Posted Aug 30, 2012

Health officials are committed to raising awareness of West Nile virus after a recent death in a neighboring county.

Health departments in Wilson and Nash counties in North Carolina are joining forces with Centers for Disease Control and Prevention and the N.C. Division of Public Health to educate communities about West Nile virus and steps people can take to prevent the mosquito-borne illness.

A recent death attributed to West Nile virus in Wayne County, N.C. is a reminder that the virus can be a serious illness and is a threat to Nash County and Wilson County residents, said Amy Thomas, coordinator of health services at Nash County Health Department.

Officials said the generally mild winter and summer drought conditions across the country this year have contributed to those West Nile virus cases that continue to increase across the country. West Nile can cause serious neurological illnesses, including meningitis and encephalitis.

More than 1,000 illnesses and nearly 100 deaths nationwide were reported last year alone. Officials say many cases are not reported, which mean the number of West Nile-related illnesses is likely higher.

As of Aug. 14, 43 states have reported West Nile virus infections in people, birds or mosquitoes, according to the CDC. So far this year, Nearly 700 cases of West Nile virus disease in people have been reported to the CDC, 26 of those included death. This year’s reported cases is the highest number of cases reported to the CDC since West Nile was first detected in the U.S. in 1999.

Despite the spread and the risk of severe illnesses it can cause, public health officials say, there are a large number of Americans not taking the necessary precautions to protect themselves from mosquito bites.

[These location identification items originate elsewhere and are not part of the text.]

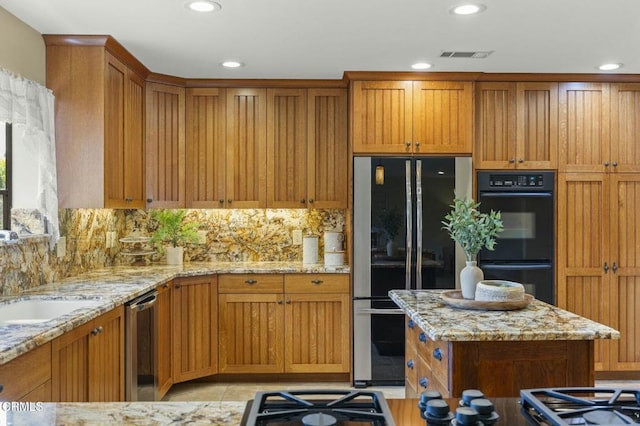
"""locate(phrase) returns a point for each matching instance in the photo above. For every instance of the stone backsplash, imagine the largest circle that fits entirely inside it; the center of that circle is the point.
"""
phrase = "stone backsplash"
(231, 235)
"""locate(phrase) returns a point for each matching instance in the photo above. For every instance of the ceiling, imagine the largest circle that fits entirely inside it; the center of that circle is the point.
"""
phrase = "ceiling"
(313, 39)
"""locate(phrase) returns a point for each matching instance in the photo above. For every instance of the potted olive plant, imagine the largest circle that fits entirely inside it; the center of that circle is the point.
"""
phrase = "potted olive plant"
(172, 233)
(473, 231)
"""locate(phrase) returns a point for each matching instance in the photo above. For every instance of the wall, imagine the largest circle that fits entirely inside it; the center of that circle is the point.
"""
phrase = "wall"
(22, 49)
(232, 235)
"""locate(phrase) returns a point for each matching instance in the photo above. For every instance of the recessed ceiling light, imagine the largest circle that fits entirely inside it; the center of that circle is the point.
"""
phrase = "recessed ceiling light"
(231, 64)
(203, 5)
(421, 66)
(609, 67)
(468, 9)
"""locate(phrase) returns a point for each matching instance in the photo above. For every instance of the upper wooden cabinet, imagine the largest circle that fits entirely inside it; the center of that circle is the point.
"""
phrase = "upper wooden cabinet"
(516, 125)
(412, 117)
(99, 122)
(306, 148)
(165, 146)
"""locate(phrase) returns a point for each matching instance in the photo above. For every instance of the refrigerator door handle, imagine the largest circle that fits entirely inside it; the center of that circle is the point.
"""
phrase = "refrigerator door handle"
(419, 224)
(409, 244)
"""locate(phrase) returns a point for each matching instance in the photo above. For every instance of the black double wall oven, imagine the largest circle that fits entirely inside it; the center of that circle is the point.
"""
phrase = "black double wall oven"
(525, 249)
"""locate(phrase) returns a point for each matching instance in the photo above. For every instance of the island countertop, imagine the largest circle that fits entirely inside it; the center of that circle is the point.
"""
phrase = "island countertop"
(538, 321)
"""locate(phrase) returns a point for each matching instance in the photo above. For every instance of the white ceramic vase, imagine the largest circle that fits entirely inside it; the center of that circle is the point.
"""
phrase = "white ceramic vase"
(174, 255)
(470, 275)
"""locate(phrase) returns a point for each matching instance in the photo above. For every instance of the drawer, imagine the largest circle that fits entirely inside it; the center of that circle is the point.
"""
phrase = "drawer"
(26, 373)
(250, 283)
(316, 283)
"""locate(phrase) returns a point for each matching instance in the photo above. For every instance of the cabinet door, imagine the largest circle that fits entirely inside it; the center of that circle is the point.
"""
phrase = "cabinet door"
(163, 340)
(251, 333)
(246, 148)
(194, 328)
(382, 117)
(165, 148)
(584, 127)
(624, 275)
(317, 333)
(327, 148)
(205, 163)
(442, 117)
(625, 127)
(496, 129)
(537, 125)
(583, 249)
(286, 148)
(106, 357)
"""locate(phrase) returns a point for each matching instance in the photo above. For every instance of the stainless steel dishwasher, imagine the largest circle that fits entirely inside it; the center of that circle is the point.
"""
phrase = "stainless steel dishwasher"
(140, 348)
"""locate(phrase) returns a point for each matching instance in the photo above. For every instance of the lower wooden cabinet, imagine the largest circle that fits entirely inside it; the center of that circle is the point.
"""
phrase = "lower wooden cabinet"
(88, 362)
(195, 301)
(28, 377)
(299, 323)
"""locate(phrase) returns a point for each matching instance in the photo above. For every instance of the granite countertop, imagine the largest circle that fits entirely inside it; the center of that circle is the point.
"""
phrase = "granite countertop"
(538, 321)
(126, 413)
(115, 286)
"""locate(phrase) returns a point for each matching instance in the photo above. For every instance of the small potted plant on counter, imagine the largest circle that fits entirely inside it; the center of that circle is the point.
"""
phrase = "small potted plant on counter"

“Healthy, active adults who are 50 and older have the highest risk of illness caused by West Nile virus,” said Bill Hill, Nash County Health Department director. “People who work outdoors in occupations like farming or construction are at greater risk of getting bitten by an infected mosquito. One bite from an infected mosquito can lead to a severe illness and possibly life-altering illness. Prevention is the key to protection.”